Reasoning and factuality tasks (including HellaSwag, BoolQ, PIQA, and TriviaQA) demonstrate the model's capabilities for structured thought and factual knowledge representation, while coding and STEM benchmarks show the model's skill in code generation and mathematical reasoning.
Gemma 3n E4B also supports over 140 languages for text and 35 languages for multimodal understanding, indicating broad multilingual capabilities.
Training Data, Methods, and Responsible AI
The training regimen for Gemma 3n E4B encompassed approximately 11 trillion tokens with a knowledge cutoff in June 2024. The data corpus spanned diverse domains, including multilingual web documents, code, mathematics, images, and audio, to foster proficiency in a range of tasks.
Advanced filtering pipelines were employed, including content safety protocols to exclude sensitive data and high-risk content, aligned with Google's AI responsibility policies. Model training utilized distributed computing infrastructure, leveraging JAX and ML Pathways for large-scale training efficiency.
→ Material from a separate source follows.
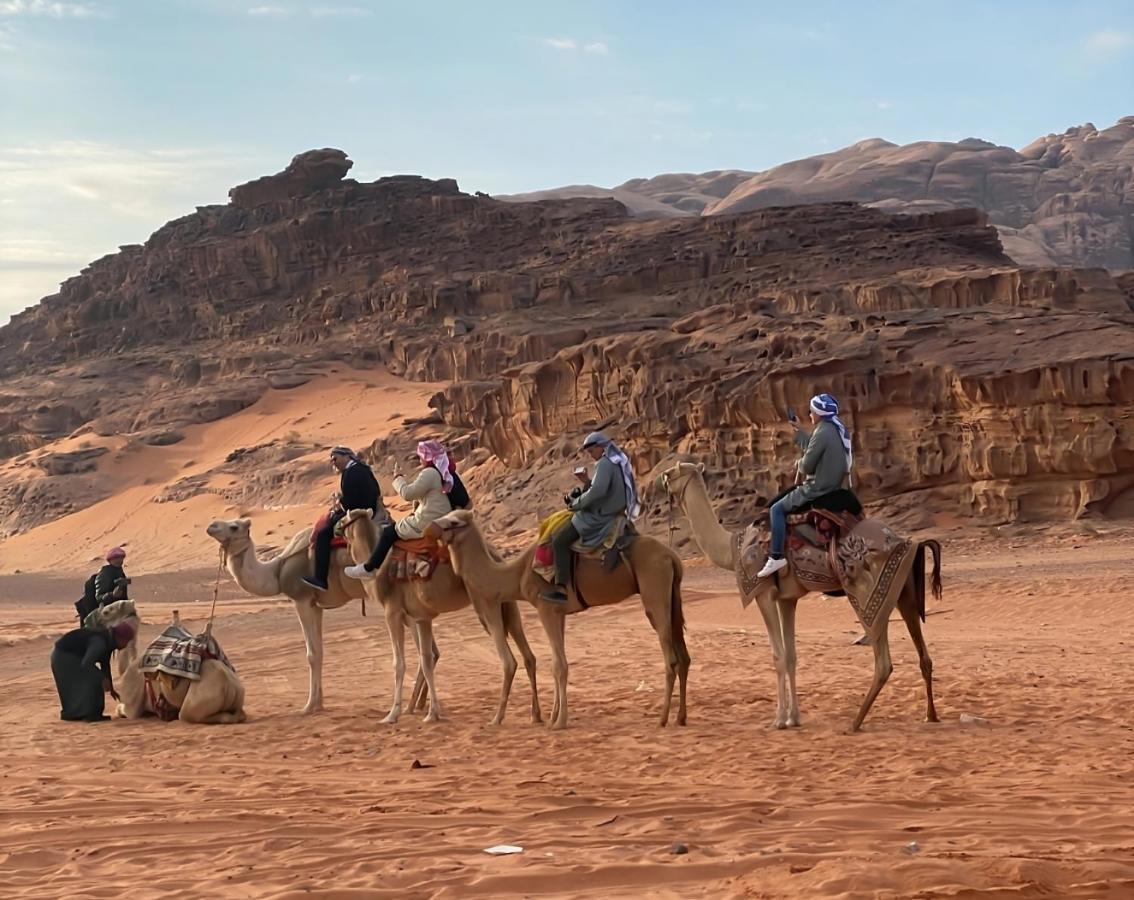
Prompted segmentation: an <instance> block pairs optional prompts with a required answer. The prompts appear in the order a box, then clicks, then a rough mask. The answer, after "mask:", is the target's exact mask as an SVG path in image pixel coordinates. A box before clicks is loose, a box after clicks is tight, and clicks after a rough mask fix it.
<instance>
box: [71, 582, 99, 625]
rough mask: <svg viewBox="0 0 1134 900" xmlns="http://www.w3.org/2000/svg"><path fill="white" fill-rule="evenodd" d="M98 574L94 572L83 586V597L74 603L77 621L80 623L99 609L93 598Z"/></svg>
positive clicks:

These approaches are supported by research into responsible generative AI, addressing risks associated with bias, privacy, and factuality. Evaluations indicate that while the model achieves robust multilinguality and code proficiency, its safety assessments have prioritized English-language prompts, with ongoing efforts to extend these to global languages.
Applications, Use Cases, and Limitations
The design of Gemma 3n E4B centers on on-device deployment, supporting privacy-critical, offline, or low-latency applications in content creation, communication, research, and language learning. Typical applications include conversational AI, summarization, translation, code generation, multimodal information extraction, and educational tools (official developer guide).
Despite its broad applicability, Gemma 3n E4B has limitations inherent to large language models. The quality and scope of its training data influence its capabilities; potential biases, context comprehension challenges, and a lack of common-sense reasoning may affect some outputs. Moreover, while the model performs well when given clear and structured prompts, nuanced or ambiguous queries may yield less reliable results. Factual outputs should be externally verified, as the model does not act as a real-time knowledge base.
Model Family, Deployment, and Accessibility
Gemma 3n models are released in two effective parameter sizes: E2B (2 billion effective, 5 billion raw parameters) and E4B (4 billion effective, 8 billion raw parameters), enabled by the MatFormer framework. The E2B version is extractable as a standalone sub-model, offering improved efficiency at the cost of output quality. Mix-n-Match further allows for tailored models between E2B and E4B, which can be retrieved using MatFormer Lab.
The model and its variants are licensed under terms outlined by Google; users must review and agree to Gemma's usage license before accessing model checkpoints.